Daniel Smith opened his eyes. His throat was desert-dry and desert-hot. He blinked, and the world hardened a little, regrowing its edges. He squeezed his eyes tight and tried opening them again. This time, he could see a blue curtain partitioning his bed from the rest of the room. Was he in a hospital? What had happened? The fire? The smoke? He remembered the fire trucks leaving before dawn. He remembered Cyrus and Antigone unconscious across his bed.
He had been standing in the parking lot, alone with the Golden Lady, staring at the ruins of his life. And there had been … a man. With very worn teeth. And knives.r />
He tried to sit up. An invisible weight on his chest crushed the breath out of him, pinning him down.
Cold fingers stroked his cheek. Dan flinched, twisting his head to the side.
An extremely thin man seated next to Dan’s bed withdrew his hand. He was wearing a jarringly white suit and vest beneath what looked like a tattered and stained lab coat. His thick black hair was slicked into heavy curls at the back and shone like polished wax. His needle-sharp eyes were as pale as blue pearls.
The man smiled slowly, folding long, tight lines into his cheeks. His teeth were whiter than his suit, and a large gap in the front punctuated his smile like an exclamation mark. “Mr. Smith,” the man said, his voice crawling out slowly in a musical drawl. “Welcome to my home. I apologize for your unconsciousness, and for any pain you may have been caused. My name is Dr. Edwin Phoenix, and I do hope we can be friends. There’s just so much I can do for you and for yours.”

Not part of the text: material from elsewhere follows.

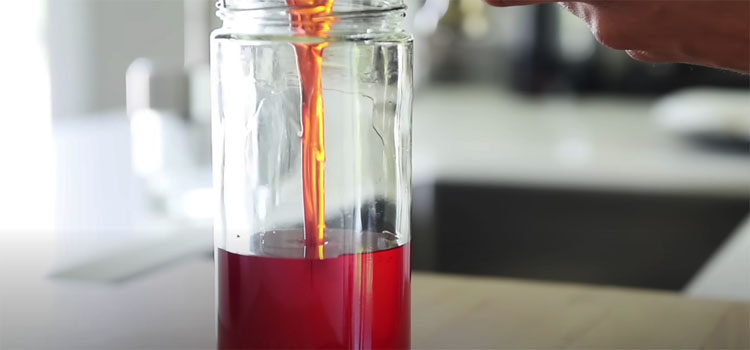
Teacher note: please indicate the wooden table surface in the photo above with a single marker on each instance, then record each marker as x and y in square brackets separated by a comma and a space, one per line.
[173, 308]
[466, 312]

He leaned forward and turned Daniel’s head to the right.
“If we’re friendly, that is.”
Another bed was just beside Dan’s. His mother, breathing softly, as peacefully unconscious as she had been for the past two years, was propped up on pillows.
Phoenix sat back, his smile shrinking. “Are you my friend, Daniel Smith? Do please say yes.”
Dan tried to kick but only managed to wiggle his toes. He tried to roll, but his shoulders wouldn’t come off the mattress. Sweat beaded on his forehead and dripped into his eyes. The man stood and leaned his thin body over the bed, eyes locked on Dan’s.
“Don’t rush your answer, now.” He pressed cold lips against Dan’s forehead, then straightened and turned away.
Anger and panic inflated Dan’s veins. A roar filled his lungs, but it rose from his chest as silent as a breath.
Cyrus Smith jerked, opening his sleep-clouded eyes. He blinked, his mind still half-dreaming. In the doorway, Nolan was writhing, jerking at his skin, scraping his naked body with a knife, peeling off translucent sheets, stepping out of his legs like reptilian socks. The skin, empty and weightless, floated out to the clattering spiders.